On Tuesday, my sister was in town for all of 12 hours. I don't want to say we're not close, because that implies we dislike each other, but we're not in each other's confidence. We talk at holidays, and otherwise on the phone for an hour maybe once every three months, mostly about books or art projects. I don't even know the name of the guy she's been dating for two years, and never met the guy she moved to Peru with (whose name I only found out after they'd moved to Peru). For the record, I'm not the type of friend you generally call to gush about who you're dating; I'm the kind of friend you call to strategize a breakup and be reassured you're killer.
Anyway, she asked me how the Italy timeline is going (because as stated I've been public about this for the last 7 years, and Ciro's TEFL certificate-getting process was in effect while she was visiting at Christmas). I said what I've been saying to everyone consistently, which is that I'm not making solid commitments past September but won't really know specifics until Ciro does, and he doesn't and won't for another couple months at least. Somehow - I'm guessing - this shifted in Mom's brain to "Romie has clear and definite plans and they kick off in September." I'm guessing this because for the last two days I've had to deal with a series of panicked calls from my easily panicked uncle about how I'm moving in a month and didn't tell him (because if Mom told him I'm definitely moving soon that means next week) and total strangers coming up to me in town to gossip about where (don't know) and when (don't know).
So I'm pretty pissed off, because:
(1) This is exactly why I don't like to tell people anything about my life until it's absolutely concrete. [Note that I don't tend to mention when I've finished writing a thing, or even when I've had a thing accepted by a publisher: I tell you when the thing is on newsstands.
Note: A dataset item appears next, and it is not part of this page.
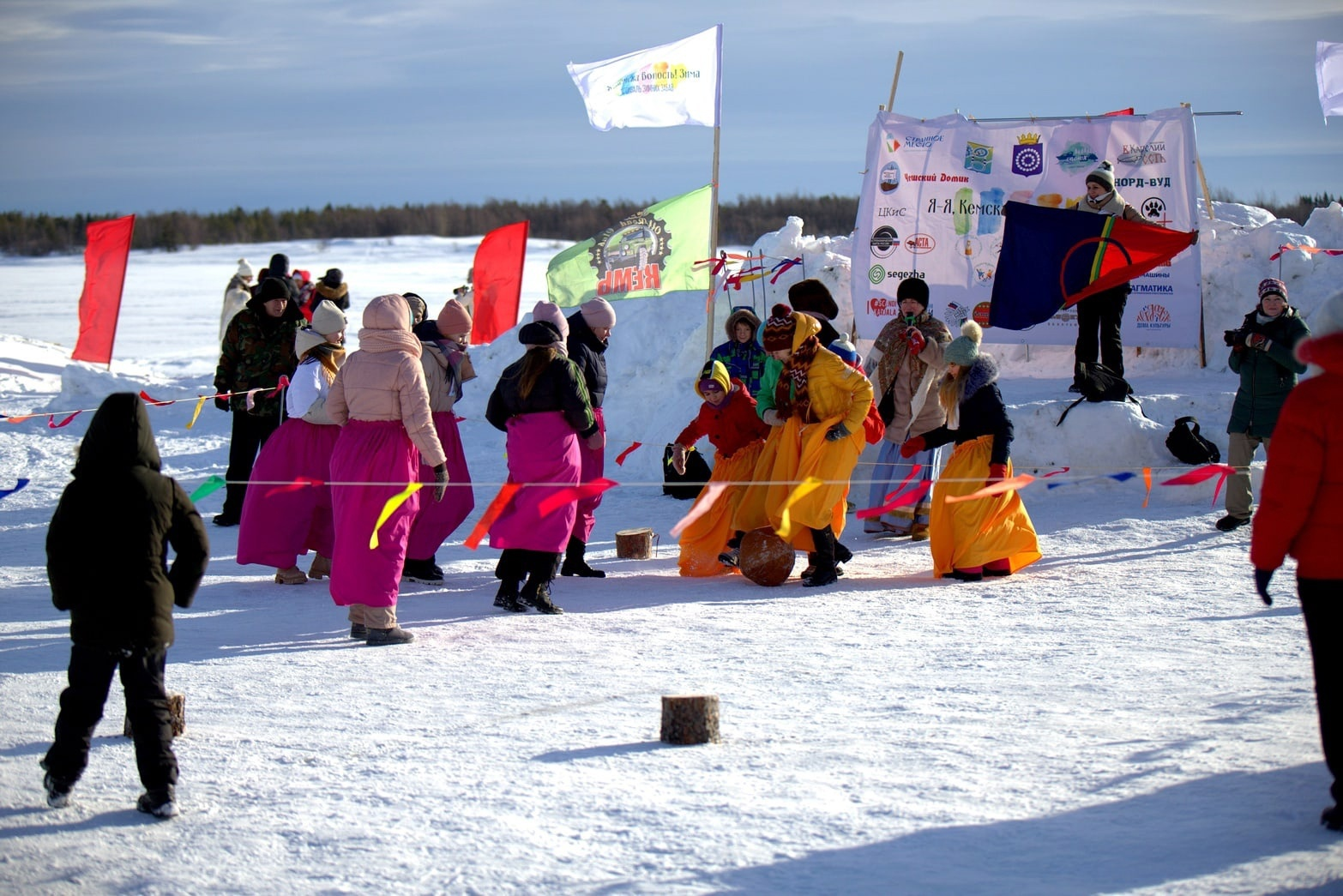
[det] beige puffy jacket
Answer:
[327,294,446,466]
This is even more true offline.] I do not like to have to countermessage the expectations of people whose imagination is almost inevitably melodramatic.
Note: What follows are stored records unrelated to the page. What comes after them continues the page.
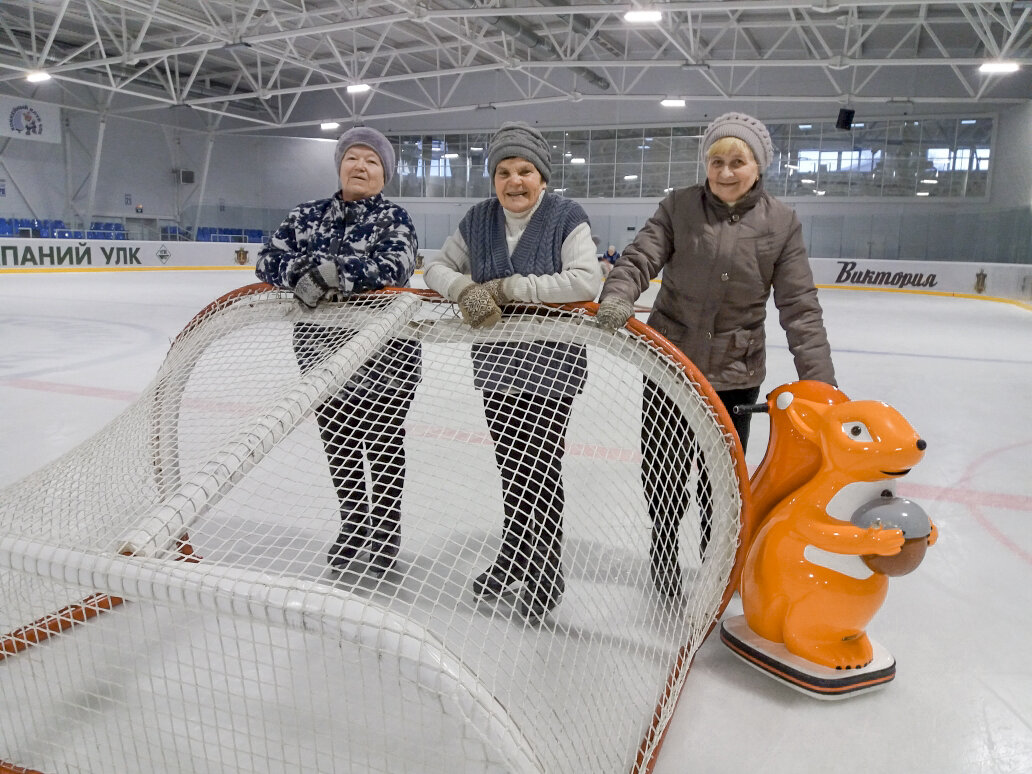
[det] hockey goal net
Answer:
[0,286,747,774]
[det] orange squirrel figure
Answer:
[740,383,937,669]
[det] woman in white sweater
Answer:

(2) In this case I've been clear and consistent for seven years. I was telling people in London in 2009 where I'd hopefully be in 2016. At the dinner table throughout the last six months, Ciro and I have discussed (in English) each transitional stage we've completed and our estimates for the next one. During all or at least most of these discussions, Mom has been sitting directly across from me. She adjusted her schedule around Ciro's TEFL classes.
I don't know whether the lesson here is to lock down more and become absolutely secretive because nobody believes facts when I disclose them and it gives me false confidence that I've been listened to, or whether I need to host a daily White House briefing (which I already thought I did) and make sure each of my talking points is repeated back to me.
I get that people like gossip, but goddamn. When I'm trying to get something done that's kind of delicate and scary and ambiguous, I don't need to be grilled about it and I don't need to comfort peripheral players. I can see why it would be cool to know what's up, but asking me is almost exactly equivalent to asking an unemployed person when they plan to have a job. It would be so great if a sick person told you when they plan to get well or a healthy person when they plan to get a cold next, because knowing would make it easier to figure out how much kleenex to have around.
Maybe it's not REL; maybe it's that Mom heard me practicing Italian for an hour because Ciro's in Arizona and I didn't have him to hang out with during that hour. Probably "non ho capito" means "please arrange to collect all of my posessions tomorrow, never to be seen again."